Wells R G, Gilboa L, Sun Y, Liu X, Henis Y I, Lodish H F
Department of Medicine, Brigham and Women's Hospital and Harvard Medical School, Boston, Massachusetts 02115, USA.
J Biol Chem. 1999 Feb 26;274(9):5716-22. doi: 10.1074/jbc.274.9.5716.
Transforming growth factor-beta (TGF-beta) binds to and signals via two serine-threonine kinase receptors, the type I (TbetaRI) and type II (TbetaRII) receptors. We have used different and complementary techniques to study the physical nature and ligand dependence of the complex formed by TbetaRI and TbetaRII. Velocity centrifugation of endogenous receptors suggests that ligand-bound TbetaRI and TbetaRII form a heteromeric complex that is most likely a heterotetramer. Antibody-mediated immunofluorescence co-patching of epitope-tagged receptors provides the first evidence in live cells that TbetaRI. TbetaRII complex formation occurs at a low but measurable degree in the absence of ligand, increasing significantly after TGF-beta binding. In addition, we demonstrate that pretreatment of cells with dithiothreitol, which inhibits the binding of TGF-beta to TbetaRI, does not prevent formation of the TbetaRI.TbetaRII complex, but increases its sensitivity to detergent and prevents TGF-beta-activated TbetaRI from phosphorylating Smad3 in vitro. This indicates that either a specific conformation of the TbetaRI. TbetaRII complex, disrupted by dithiothreitol, or direct binding of TGF-beta to TbetaRI is required for signaling.

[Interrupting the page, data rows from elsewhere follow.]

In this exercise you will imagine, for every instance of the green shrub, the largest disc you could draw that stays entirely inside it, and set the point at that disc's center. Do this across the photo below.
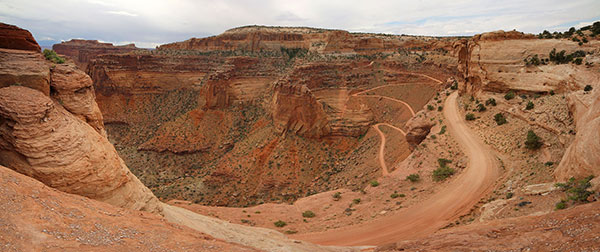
(413, 177)
(529, 106)
(533, 141)
(52, 56)
(561, 205)
(337, 196)
(490, 101)
(280, 223)
(308, 214)
(577, 189)
(499, 118)
(469, 117)
(510, 95)
(443, 171)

转化生长因子-β(TGF-β)通过两种丝氨酸-苏氨酸激酶受体,即I型(TβRI)和II型(TβRII)受体结合并发出信号。我们使用了不同且互补的技术来研究由TβRI和TβRII形成的复合物的物理性质和配体依赖性。内源性受体的速度离心表明,与配体结合的TβRI和TβRII形成了一个异源复合物,很可能是一个异源四聚体。抗体介导的表位标记受体的免疫荧光共定位提供了活细胞中的首个证据,表明在没有配体的情况下,TβRI和TβRII复合物的形成程度较低但可测量,在TGF-β结合后显著增加。此外,我们证明用二硫苏糖醇预处理细胞,该物质可抑制TGF-β与TβRI的结合,并不阻止TβRI-TβRII复合物的形成,但会增加其对去污剂的敏感性,并阻止TGF-β激活的TβRI在体外磷酸化Smad3。这表明信号传导需要TβRI-TβRII复合物的特定构象(被二硫苏糖醇破坏)或TGF-β与TβRI的直接结合。